Decoding#Curation
Read time: 01'47''
2 November 2020
Unsplash © Marcus Winkler

Ynsect to develop world’s largest insect farm in France

French startup Ynsect has raised $224M from investors to construct a second insect farm in Amiens, which it claims will be the largest in the world. The company breeds mealworms that are used for proteins for fertilisers, livestock and pet food.

The indoor farm is set to open in early 2022 and is expected to create 500 jobs. The 40-metre-tall plant will occupy 40,000 square metres, making it “the highest vertical farm in the world”, according to Ynsect CEO Antoine Hubert.

Why does this matter?

As we’ve previously pointed out, insect farming is emerging as a sustainable alternative to satisfy increasing demand for protein due to its environmental advantages when compared to traditional livestock production. Insect production can offer lower greenhouse gas emissions and a higher feed conversion efficiency while using fewer resources. As such, it could potentially be a means of addressing concerns around climate change and food security.

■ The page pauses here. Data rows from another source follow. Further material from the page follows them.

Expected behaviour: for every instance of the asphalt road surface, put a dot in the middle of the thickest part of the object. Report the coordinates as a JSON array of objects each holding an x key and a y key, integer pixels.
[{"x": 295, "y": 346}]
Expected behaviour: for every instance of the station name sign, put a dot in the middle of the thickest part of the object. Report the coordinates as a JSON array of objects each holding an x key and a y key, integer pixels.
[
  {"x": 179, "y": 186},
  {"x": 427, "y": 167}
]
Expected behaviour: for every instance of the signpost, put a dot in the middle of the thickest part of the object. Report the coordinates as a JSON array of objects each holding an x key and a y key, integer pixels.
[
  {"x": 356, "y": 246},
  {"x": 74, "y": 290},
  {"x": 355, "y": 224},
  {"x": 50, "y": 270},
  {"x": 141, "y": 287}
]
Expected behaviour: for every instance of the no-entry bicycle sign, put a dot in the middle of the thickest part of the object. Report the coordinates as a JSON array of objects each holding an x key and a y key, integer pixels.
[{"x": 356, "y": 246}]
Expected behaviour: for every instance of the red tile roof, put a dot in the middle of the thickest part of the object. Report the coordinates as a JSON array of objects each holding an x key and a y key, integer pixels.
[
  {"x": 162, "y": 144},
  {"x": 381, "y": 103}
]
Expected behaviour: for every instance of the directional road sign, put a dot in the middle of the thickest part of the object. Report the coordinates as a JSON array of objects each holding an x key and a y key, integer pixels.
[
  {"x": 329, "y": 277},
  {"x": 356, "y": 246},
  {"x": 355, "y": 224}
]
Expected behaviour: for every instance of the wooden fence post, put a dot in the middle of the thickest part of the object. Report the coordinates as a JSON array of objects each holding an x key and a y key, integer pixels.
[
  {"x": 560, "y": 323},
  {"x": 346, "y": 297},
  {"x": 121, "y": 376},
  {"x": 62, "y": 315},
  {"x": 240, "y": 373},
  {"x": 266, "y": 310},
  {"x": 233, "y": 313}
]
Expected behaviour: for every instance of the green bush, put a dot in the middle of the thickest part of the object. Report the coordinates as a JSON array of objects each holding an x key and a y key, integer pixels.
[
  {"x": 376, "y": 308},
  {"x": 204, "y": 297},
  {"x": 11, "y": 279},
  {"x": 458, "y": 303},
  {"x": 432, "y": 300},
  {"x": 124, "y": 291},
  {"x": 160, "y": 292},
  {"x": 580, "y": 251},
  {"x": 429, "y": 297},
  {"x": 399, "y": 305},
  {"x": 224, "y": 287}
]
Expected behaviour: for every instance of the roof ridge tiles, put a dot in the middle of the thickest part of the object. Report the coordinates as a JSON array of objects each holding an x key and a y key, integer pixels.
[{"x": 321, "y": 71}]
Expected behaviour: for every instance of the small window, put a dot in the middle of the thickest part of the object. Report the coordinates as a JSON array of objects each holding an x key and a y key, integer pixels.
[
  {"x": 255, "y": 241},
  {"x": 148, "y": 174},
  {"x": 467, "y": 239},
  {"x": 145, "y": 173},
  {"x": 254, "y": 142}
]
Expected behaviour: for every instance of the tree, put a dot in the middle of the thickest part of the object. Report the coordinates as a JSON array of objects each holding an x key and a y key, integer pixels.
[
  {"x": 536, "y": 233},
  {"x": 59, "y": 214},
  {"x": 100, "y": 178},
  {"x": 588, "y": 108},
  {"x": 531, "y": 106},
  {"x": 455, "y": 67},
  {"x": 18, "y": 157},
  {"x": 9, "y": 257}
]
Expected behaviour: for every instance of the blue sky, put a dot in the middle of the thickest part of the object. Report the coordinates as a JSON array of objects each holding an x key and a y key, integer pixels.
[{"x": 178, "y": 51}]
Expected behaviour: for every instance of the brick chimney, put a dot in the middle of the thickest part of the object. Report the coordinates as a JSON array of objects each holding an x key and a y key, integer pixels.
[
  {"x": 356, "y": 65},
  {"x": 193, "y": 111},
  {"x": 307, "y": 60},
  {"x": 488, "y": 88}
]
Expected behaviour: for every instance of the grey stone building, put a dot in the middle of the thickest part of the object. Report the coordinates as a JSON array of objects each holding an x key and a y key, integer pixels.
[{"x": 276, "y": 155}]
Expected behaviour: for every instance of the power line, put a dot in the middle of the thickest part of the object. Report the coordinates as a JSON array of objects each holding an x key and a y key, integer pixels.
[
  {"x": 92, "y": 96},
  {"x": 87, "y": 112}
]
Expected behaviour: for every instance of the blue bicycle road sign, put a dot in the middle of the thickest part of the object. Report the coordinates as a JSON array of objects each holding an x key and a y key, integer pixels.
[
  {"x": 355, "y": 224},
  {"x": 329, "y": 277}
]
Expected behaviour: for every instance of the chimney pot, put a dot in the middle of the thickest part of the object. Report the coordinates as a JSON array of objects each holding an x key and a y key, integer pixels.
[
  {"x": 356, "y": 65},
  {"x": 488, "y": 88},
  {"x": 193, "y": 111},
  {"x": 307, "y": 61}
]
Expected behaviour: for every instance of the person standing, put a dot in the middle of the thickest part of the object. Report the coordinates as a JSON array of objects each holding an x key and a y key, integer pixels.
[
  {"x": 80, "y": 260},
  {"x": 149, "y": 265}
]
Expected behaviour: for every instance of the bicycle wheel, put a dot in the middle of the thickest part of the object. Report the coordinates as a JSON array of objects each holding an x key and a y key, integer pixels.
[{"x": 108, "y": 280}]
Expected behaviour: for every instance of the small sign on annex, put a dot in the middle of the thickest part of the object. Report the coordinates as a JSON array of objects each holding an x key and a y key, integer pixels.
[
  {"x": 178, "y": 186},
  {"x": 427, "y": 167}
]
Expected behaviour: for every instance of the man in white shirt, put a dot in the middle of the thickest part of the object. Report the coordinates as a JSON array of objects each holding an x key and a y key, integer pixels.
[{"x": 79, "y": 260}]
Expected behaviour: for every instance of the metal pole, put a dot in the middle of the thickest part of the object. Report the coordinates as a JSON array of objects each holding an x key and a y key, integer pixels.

Ynsect’s industrial-scale project, Ynfarm, will primarily cultivate Tenebrio Molitor mealworms based on a circular economics model aiming to generate zero waste. Independent analysis indicates the project will have a carbon-negative footprint.

Ynsect intends to produce up to 100,000 mt of high-end insect products annually, including flour and oil, to replace animal proteins. The facility will be fully automated with robots carrying out processes such as feeding, hatching, acidifying and processing. Under Ynsect’s own patented technology, the indoor farm will use AI modelling and computer vision to create and monitor optimal growing conditions for insect production. Embedded sensors will collect data to control environmental factors such as humidity and temperature.

Interest in using insects for other purposes is also growing. For instance, researchers have developed a potential solution to manufacture biodegradable plastic by feeding black soldier flies with human waste and then harvesting the biological polymer chitin in a circular process.

Further thought from Curation

It’s not been long since we started being encouraged to eat insects for sustainability purposes but, in the wild, insect populations are declining, with numbers falling by 25% since 1990, and these figures seem to be accelerating.

In this sense, harvesting insects in insect farms as “mini-livestock” could reduce collection of the animals from nature, though cultivation on a scale large enough to see significant progress and as a mainstream feed source will require substantial resources and time.

Many environmental impacts of large-scale insect farming are still unknown. The risk of introducing invasive species, for instance, could be hugely detrimental to regional biodiversity if certain species were accidentally released after being imported. Additionally, little is known about insects’ impacts in reared populations, disease transmission and management compared to domestic livestock. Such questions highlight the need for further developments in understanding the effects of mass-level insect production.